Page:Leblanc - De minuit à sept heures, paru dans Le Journal, 1931.djvu/121

Le texte de cette page a été corrigé et est conforme au fac-similé.

— Adieu ? Pourquoi adieu ? Vous partez ?

Il eut un sourire désolé.

— Que ferais-je ici désormais, Nelly-Rose ? Vous ne m’avez jamais aimé… et je n’ai même plus l’espoir d’un peu de tendresse, puisque…

— Puisque ?…

Il lui prit la main doucement, et prononça :

— Nelly-Rose, vous vous rappelez une conversation que nous avons eue après la séance du Comité des laboratoires ? Tout en plaisantant, vous m’avez dit que vous espériez bien retrouver votre fortune et que vous rêviez parfois de quelque personnage héroïque et fabuleux, vêtu de velours et chaussé de bottes, qui, à travers mille dangers, se dévouerait à votre cause et réussirait. Le miracle a eu lieu. La chimère est devenue une réalité.

— Et alors ?

— Alors, je ne peux pas lutter contre un héros de roman.

— Vous n’avez à lutter contre personne, Valnais.

— Si, puisque vous l’aimez.

Nelly-Rose fut indignée, et protesta, toute rougissante :

— Qu’est-ce que vous avez dit, Valnais ? De quel droit vous permettez-vous ?… Comment ! un homme que je n’ai vu que quelques heures ?…

— Oui, mais dans de telles conditions que jamais plus vous ne pourrez vous délivrer de ce souvenir. Il est, il sera l’homme de votre vie. De cette vie, moi, Nelly-Rose, je ne fais plus partie… Et je ne peux plus rester… je ne le peux plus. Adieu, Nelly-Rose. Je vous ai beaucoup aimée…

Son ton était triste et sincère. Pour la première fois, Nelly-Rose le trouva sans ridicule et fut émue.

— Au revoir, Valnais. Vous resterez mon ami, n’est-ce pas ?

— J’essaierai, Nelly-Rose… Adieu…

Il alla vers la porte. Au seuil, il se retourna pour la voir une fois encore, puis sortit…


Nelly-Rose garda de cet entretien une impression de gêne qui se traduisit, les jours suivants, par un nouveau besoin de solitude et d’inaction. Tout travail lui devint impossible. Elle n’alla plus au laboratoire. Elle demeurait chez elle, à rêvasser.

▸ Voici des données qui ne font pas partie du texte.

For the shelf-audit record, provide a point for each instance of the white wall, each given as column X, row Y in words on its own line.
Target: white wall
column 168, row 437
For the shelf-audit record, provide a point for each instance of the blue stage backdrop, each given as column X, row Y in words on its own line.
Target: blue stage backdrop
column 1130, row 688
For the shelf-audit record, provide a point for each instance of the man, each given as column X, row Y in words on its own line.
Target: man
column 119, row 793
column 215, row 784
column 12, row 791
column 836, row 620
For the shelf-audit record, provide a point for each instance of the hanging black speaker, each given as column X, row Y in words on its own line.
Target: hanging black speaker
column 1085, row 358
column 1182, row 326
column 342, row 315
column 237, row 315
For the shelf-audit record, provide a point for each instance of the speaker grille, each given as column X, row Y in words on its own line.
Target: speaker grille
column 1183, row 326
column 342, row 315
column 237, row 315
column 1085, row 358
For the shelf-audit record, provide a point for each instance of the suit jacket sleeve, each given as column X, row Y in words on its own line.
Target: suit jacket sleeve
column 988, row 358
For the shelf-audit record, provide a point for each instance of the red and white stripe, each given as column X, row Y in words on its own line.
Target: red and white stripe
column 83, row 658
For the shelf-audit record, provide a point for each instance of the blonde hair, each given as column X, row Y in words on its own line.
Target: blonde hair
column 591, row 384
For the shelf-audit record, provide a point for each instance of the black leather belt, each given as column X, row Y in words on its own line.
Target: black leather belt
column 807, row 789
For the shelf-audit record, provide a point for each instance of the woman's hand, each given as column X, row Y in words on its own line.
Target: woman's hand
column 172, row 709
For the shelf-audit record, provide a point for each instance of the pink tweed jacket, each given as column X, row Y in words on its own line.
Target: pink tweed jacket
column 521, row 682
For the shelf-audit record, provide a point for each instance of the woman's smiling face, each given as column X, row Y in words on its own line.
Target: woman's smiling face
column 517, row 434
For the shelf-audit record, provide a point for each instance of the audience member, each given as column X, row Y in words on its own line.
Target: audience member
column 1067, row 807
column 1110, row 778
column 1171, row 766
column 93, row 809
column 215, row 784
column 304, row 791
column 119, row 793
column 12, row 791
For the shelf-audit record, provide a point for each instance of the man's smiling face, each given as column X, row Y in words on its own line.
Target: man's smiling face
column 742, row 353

Certes, elle n’admit pas un instant que l’affirmation de Valnais fût véridique. Non, elle n’aimait pas ce Gérard et n’éprouvait pour cet inconnu que des sentiments de reconnaissance.

— Non, non, répétait-elle à demi-voix… Non, je ne l’aime pas. On n’aime pas un monsieur qui s’est conduit de telle sorte, un monsieur qu’on ne connaît pas et qui sort d’on ne sait où. Non, je ne l’aime pas. Mais, enfin, il est évident que notre vie, à maman et à moi, est changée grâce à lui. Maman revit. Elle est heureuse, riche…

La jeune fille, maintenant que l’orage s’en était allé, voyait les choses sous un autre aspect. La conduite de Gérard ne lui paraissait plus si coupable. Elle pensait beaucoup moins à ce qu’il avait fait de mal qu’à ce qu’il avait fait de bien, et à ce qui méritait peut-être mieux que de la rancune et du silence. Parfois, elle pensait à lui écrire.

Un jour, sans trop réfléchir, elle se fit mener à Auteuil, devant la Pension Russe, entra, et, dans le bureau, vit le patron qui s’y trouvait seul.

— Vous me reconnaissez ? lui dit-elle — et elle n’éprouvait aucun embarras. — Je suis venue ici le soir du bal avec M. Gérard. Vous êtes son ami, n’est-ce pas ?

— Oui, dit Yégor. Il m’a sauvé la vie, là-bas. C’est le plus courageux et le plus généreux des hommes.

— Je le sais, dit Nelly-Rose. Il a quitté Paris, n’est-ce pas ?

— Oui.

— J’ai besoin de savoir où il est. Je voudrais lui écrire.